La cautela è d’obbligo. Solo 24 ore prima, a Varsavia, il leader americano aveva lanciato parole di fuoco all’indirizzo della Russia, accusandola di «comportamenti destabilizzanti». Anche facendo la tara a un discorso tagliato su misura per la «sensibilità» polacca, il problema dell’imprevedibilità e della cifra ondivaga che è propria di Trump rimane. Inoltre bisognerà vedere in che modo questo abbozzo di dialogo con Mosca verrà accolto a Washington, dove non basterà certo lo scambio di Amburgo sulle interferenze, sia pur «robusto e approfondito» come ha detto Tillerson, a spegnere la miccia del Russiagate, che minaccia l’Amministrazione.
Per Putin, il bilancio resta comunque positivo. Come ci ha confermato Fyodor Lukyanov, esperto di politica estera addentro alle cose del Cremlino, «non c’era stata alcuna vera preparazione, né era stata predisposta alcuna agenda strutturata» per l’incontro tra Putin e Trump. Né Mosca si aspettava alcun risultato tangibile: il vero obiettivo del presidente russo era di capire se «si potesse arrivare a risultati concreti con questo presidente americano, ovvero se Trump non vuole o non può prendere alcun impegno». L’annuncio sulla Siria va quindi oltre le attese russe.

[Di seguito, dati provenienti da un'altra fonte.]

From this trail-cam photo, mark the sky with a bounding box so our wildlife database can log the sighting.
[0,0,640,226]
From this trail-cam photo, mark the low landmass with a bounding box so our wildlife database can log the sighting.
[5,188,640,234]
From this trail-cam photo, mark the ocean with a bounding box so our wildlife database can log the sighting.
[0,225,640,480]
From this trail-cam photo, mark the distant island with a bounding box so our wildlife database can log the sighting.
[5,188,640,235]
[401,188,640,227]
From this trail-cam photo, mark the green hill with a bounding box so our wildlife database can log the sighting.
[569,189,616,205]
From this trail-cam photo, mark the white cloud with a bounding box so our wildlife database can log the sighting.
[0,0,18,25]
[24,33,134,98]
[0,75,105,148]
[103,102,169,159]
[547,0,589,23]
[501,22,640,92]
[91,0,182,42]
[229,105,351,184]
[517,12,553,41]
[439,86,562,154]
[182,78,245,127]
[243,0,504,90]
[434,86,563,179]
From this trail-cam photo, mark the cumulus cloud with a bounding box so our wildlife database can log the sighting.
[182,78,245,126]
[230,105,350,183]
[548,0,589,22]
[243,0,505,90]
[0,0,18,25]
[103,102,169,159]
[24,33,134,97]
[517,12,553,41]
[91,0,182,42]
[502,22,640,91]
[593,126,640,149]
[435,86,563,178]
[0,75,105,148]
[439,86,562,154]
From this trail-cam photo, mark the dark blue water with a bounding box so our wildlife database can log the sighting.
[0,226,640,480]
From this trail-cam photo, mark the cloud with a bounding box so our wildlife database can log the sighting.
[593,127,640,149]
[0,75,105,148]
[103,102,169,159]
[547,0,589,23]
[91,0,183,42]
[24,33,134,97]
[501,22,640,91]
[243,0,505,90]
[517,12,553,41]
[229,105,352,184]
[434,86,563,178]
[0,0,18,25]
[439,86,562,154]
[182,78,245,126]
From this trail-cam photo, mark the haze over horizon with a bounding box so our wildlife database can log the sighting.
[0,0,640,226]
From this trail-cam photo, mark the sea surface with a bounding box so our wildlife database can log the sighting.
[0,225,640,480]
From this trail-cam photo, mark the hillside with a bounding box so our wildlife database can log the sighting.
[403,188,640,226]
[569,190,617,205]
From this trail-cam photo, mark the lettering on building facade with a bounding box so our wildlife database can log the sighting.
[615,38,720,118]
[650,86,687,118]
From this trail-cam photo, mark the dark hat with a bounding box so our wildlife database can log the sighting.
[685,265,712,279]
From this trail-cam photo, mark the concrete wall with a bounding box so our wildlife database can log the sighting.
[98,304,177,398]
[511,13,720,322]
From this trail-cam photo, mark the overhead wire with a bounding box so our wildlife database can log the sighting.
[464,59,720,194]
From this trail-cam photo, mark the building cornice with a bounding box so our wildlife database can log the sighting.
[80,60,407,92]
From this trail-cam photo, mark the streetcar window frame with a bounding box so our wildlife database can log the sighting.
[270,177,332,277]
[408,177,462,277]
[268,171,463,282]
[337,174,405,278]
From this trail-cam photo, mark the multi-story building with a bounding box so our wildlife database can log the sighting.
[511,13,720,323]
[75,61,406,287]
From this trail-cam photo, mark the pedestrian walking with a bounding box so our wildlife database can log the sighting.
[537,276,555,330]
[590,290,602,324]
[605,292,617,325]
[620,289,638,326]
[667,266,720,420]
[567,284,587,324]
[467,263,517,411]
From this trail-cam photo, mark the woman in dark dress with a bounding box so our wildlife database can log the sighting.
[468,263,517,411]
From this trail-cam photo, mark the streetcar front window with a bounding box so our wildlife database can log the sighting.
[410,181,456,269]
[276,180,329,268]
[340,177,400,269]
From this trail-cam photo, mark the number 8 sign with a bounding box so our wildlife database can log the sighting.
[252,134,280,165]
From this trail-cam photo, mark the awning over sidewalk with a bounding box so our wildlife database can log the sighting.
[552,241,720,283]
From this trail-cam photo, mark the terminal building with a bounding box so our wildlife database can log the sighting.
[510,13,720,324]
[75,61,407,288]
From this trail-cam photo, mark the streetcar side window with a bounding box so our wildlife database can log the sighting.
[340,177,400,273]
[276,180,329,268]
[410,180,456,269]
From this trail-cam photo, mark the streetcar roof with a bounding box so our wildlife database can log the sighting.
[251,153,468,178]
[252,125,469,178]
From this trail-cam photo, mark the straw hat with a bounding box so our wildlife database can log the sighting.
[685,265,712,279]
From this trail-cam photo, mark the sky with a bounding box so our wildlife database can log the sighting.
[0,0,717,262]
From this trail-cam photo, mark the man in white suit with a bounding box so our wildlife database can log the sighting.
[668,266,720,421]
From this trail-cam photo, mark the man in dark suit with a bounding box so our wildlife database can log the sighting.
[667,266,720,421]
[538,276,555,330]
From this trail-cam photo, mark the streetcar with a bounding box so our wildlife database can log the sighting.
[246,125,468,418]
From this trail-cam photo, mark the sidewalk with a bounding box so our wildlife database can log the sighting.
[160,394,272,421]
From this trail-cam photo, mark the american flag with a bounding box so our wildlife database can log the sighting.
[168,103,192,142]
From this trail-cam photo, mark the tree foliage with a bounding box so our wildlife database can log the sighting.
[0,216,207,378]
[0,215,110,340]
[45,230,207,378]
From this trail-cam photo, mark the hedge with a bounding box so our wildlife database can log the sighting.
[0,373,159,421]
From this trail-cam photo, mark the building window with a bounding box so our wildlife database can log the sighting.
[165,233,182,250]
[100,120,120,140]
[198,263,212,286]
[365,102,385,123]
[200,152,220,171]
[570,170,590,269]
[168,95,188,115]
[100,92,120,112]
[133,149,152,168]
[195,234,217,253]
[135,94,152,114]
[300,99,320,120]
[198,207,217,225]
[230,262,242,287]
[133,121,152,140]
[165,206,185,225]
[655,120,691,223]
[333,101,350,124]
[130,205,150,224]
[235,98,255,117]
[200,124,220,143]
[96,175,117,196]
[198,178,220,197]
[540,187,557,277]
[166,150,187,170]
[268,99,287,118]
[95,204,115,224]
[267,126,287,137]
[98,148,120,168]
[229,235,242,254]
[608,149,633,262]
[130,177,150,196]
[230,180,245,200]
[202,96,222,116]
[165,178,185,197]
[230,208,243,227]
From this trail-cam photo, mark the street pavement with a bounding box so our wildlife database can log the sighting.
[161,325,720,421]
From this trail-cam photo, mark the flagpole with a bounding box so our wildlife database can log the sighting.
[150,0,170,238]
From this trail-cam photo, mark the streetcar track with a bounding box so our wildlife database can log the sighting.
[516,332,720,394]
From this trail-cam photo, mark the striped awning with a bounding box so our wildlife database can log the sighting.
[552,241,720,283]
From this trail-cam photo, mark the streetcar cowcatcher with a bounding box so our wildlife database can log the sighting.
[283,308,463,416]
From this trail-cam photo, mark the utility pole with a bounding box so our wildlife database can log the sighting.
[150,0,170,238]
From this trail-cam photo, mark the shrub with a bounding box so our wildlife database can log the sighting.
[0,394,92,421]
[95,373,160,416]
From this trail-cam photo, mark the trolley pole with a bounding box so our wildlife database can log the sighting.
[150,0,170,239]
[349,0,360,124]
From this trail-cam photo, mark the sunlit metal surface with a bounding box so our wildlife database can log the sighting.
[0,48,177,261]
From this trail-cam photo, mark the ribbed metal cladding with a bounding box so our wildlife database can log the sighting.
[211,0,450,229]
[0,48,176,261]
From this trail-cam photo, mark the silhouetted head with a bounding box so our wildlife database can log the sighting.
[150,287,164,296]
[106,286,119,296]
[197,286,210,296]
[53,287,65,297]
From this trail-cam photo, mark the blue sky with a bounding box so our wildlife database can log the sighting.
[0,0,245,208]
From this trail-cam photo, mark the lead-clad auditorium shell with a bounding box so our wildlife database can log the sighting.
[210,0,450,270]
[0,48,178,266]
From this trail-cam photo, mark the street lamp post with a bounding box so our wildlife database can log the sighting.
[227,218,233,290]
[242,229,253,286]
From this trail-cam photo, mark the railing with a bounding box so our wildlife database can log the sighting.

Di più, il leader del Cremlino incassa da Trump proprio sull’Elba, dove una volta passava una delle frontiere della Guerra fredda, quella «uvazhenie», il rispetto e la considerazione sulla scena internazionale, che egli rivendica per la Russia come attore globale. Che poi tutto ciò si riveli impalpabile ed effimero, in tema con l’imponderabilità di Donald Trump, è possibile. Ma ieri, ad Amburgo, l’Inno alla Gioia ha espresso piuttosto lo stato d’animo di Vladimir Putin.